It is not a pretty picture for the travel and tourism industry, but there is hope.
According to the World Travel & Tourism Council (WTTC), up to 50 million jobs in the sector are at risk due to the COVID-19 pandemic and global travel could be adversely impacted by up to 25% in 2020 — equivalent to a loss of three months of global travel.
Zongqing Zhou, PhD, professor at the College of Hospitality and Tourism Management of Niagara University, says that “the impact of COVID-19 is going to be more lasting and game-changing for the country’s airlines than even 9/11 and the previous SARS outbreak.”
Dr. Zhou points out that: “In the case of 9/11, people felt safe enough to take part in everyday activities, including travel, as long as they witnessed active security measures.”
He says, “In the case of SARS, it was not as deadly and contagious as COVID-19 and, importantly, there was a vaccine. As soon as SARS was defeated, people felt safe to travel again.”
The trouble now, Dr. Zhou notes is that: “COVID-19 is different: it is much more contagious, more dangerous, more widespread, and there is no vaccine yet.”
And he continues: “Even after we pass the apex and the number of new cases is reduced to zero, people will still be conscious of a potential second wave. Travel would still be considered unsafe and people might still want to avoid crowds, inevitably prolonging the economic impact on the travel and tourism industries.”
Using China’s Example
Dr. Zhou says that although it is hard to predict how long international travel restrictions will be in place as the rate of new COVID-19 infections decreases, he believes that China and the city of Wuhan could be used as a guideline.
“I believe all countries should study China’s experience closely and implement similar measures,” he says. “The city of Wuhan was locked down for more than two months — 76 days to be exact — along with the rest of China.”
He points out that: “Before reopening Wuhan, other cities in China started to loosen their travel restrictions to allow people to go back to work. However, the country also placed tight restrictions on incoming international visitors, implementing a procedure of temperature checking, and 14-day quarantine periods before any visitor could freely enter China.”
He continued: “In addition, China only allowed direct international flights to safe cities and destinations, avoiding transfers to reduce the chances of virus contamination during transit.”
And while the outlook may look bleak, all hope is not lost, with Dr. Zhou pointing out that “the travel and tourism industry is the critical player in re instituting the sense of safety and security in the minds of the travellers and customers.”
Advice For The Future
He also offered some advice to the CEOs of travel, tourism or hospitality companies on the kind of measures they should take going forward.
- Hiring a Chief Safety Officer (CSO) – someone who is an expert in public health and public security.
- Making public safety and security the centerpiece of management, marketing and promotion.
- Providing assurances that all customers will be well-protected within its properties or destinations, such as providing free or next to free masks, sanitation equipment, and local hospital connections if needed.
- Creating innovative programs and events focusing on social distancing, such as ‘controlled crowd travelling,’ private group travelling, family travelling, limited group size tours, and special, small group dining experiences.
- Adding ‘crisis forbearance’ to their loyalty program.
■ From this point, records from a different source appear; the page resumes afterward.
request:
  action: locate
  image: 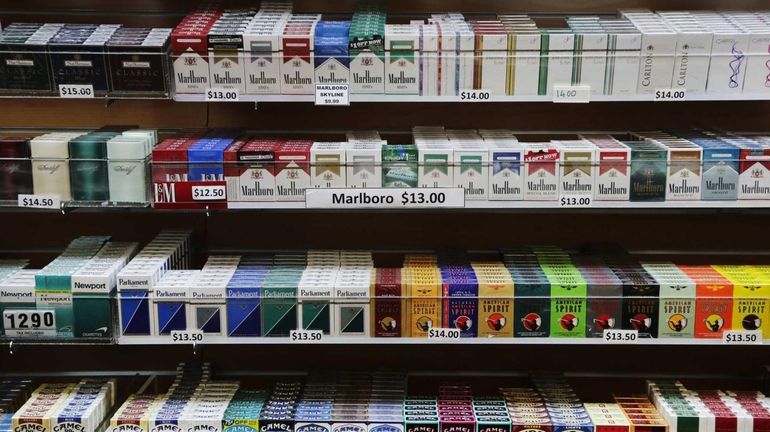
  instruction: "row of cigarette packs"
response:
[647,380,770,432]
[106,235,770,338]
[172,2,770,96]
[11,379,116,432]
[108,364,667,432]
[0,127,158,203]
[152,127,770,208]
[0,23,171,97]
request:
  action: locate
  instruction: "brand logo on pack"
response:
[53,422,86,432]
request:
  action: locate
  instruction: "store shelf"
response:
[174,93,770,103]
[117,336,770,347]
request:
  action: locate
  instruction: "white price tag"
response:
[559,197,591,207]
[289,330,324,343]
[192,185,227,201]
[653,89,687,102]
[59,84,94,99]
[171,330,204,344]
[206,88,241,102]
[428,328,460,340]
[3,309,56,337]
[460,90,492,102]
[553,85,591,103]
[305,188,465,209]
[315,84,350,106]
[602,330,639,344]
[722,330,762,345]
[18,194,61,209]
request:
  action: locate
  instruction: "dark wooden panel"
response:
[0,99,207,128]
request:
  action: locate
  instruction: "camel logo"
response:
[521,313,543,331]
[629,314,652,332]
[668,314,687,333]
[559,314,580,331]
[13,423,45,432]
[741,314,762,330]
[455,315,473,332]
[487,313,505,331]
[594,314,615,331]
[417,317,433,331]
[704,314,725,333]
[379,317,396,331]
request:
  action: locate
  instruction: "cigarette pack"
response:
[522,143,559,201]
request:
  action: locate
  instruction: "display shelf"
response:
[117,336,770,346]
[173,94,770,104]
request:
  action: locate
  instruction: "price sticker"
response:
[171,330,204,344]
[602,329,639,344]
[59,84,94,99]
[18,194,61,209]
[315,84,350,106]
[206,88,240,102]
[3,309,56,337]
[653,89,687,102]
[305,188,465,209]
[559,197,591,207]
[192,185,226,201]
[428,328,460,340]
[722,330,762,345]
[460,90,492,102]
[289,330,324,342]
[553,85,591,103]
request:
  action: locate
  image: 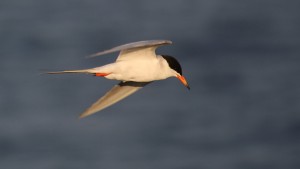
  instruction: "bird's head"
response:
[161,55,190,90]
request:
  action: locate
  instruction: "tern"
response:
[47,40,190,118]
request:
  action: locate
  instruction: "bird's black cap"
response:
[161,55,182,75]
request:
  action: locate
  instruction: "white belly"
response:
[106,60,167,82]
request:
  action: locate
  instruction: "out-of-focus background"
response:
[0,0,300,169]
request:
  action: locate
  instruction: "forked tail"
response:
[46,69,91,74]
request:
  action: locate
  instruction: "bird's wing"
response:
[88,40,172,58]
[80,81,150,118]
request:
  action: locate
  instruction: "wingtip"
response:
[78,113,91,119]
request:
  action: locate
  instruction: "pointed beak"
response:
[176,75,190,90]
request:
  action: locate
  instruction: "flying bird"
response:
[47,40,190,118]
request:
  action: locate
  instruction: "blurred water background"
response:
[0,0,300,169]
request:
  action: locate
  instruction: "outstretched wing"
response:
[80,82,150,118]
[88,40,172,57]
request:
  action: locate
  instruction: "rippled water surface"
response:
[0,0,300,169]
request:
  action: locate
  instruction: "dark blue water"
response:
[0,0,300,169]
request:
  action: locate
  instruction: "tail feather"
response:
[46,69,90,74]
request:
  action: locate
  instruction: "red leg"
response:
[95,73,110,77]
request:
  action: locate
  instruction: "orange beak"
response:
[176,75,190,90]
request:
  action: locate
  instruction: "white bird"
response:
[47,40,190,118]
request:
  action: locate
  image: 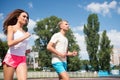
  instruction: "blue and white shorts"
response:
[52,62,67,74]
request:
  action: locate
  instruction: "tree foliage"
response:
[98,31,113,71]
[34,16,80,70]
[84,14,99,71]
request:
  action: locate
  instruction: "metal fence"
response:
[0,71,98,79]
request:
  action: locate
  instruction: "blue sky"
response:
[0,0,120,59]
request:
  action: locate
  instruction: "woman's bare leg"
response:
[59,72,69,80]
[16,63,27,80]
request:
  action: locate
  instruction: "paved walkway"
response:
[28,78,120,80]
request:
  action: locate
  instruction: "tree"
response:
[34,16,79,70]
[98,30,113,71]
[84,14,99,71]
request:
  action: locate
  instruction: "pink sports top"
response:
[7,30,28,56]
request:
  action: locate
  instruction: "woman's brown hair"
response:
[3,9,29,35]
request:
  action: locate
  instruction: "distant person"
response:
[3,9,30,80]
[47,20,77,80]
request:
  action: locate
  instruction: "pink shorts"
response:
[3,54,26,68]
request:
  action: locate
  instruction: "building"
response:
[26,50,39,69]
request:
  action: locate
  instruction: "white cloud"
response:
[107,30,120,48]
[0,13,4,20]
[28,2,33,8]
[86,1,117,16]
[74,33,89,59]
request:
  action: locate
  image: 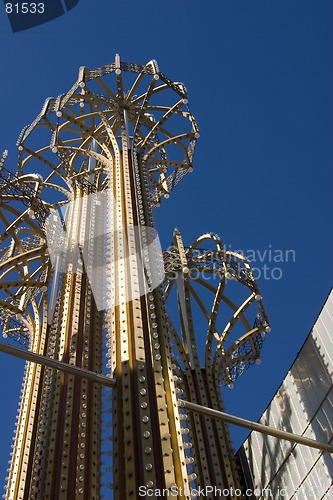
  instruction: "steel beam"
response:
[180,400,333,453]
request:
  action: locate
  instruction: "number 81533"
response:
[6,2,45,14]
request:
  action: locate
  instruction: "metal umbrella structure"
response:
[0,56,270,500]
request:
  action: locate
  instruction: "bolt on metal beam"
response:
[0,342,115,387]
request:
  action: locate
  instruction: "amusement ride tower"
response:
[0,56,269,500]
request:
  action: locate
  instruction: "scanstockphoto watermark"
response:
[139,485,288,500]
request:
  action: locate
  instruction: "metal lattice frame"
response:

Loyal program customers are automatically protected from any losses due to a crisis like COVID-19. For example, any booked flight, hotel, tour, meal, or cruise will be automatically refunded or extended for at least another year based on customers’ preferences.
“COVID-19 is certainly going to be a game changer for the travel and tourism industry,” says Dr. Zhou. “Those who can learn from this experience and implement changes in the future will be the winners; those who keep doing the same old business will be left in the dust.”
Along with being a professor at the College of Hospitality and Tourism Management of Niagara University, Dr. Zhou, who also serves as the president of the International Society of Travel and Tourism Educators (ISTTE).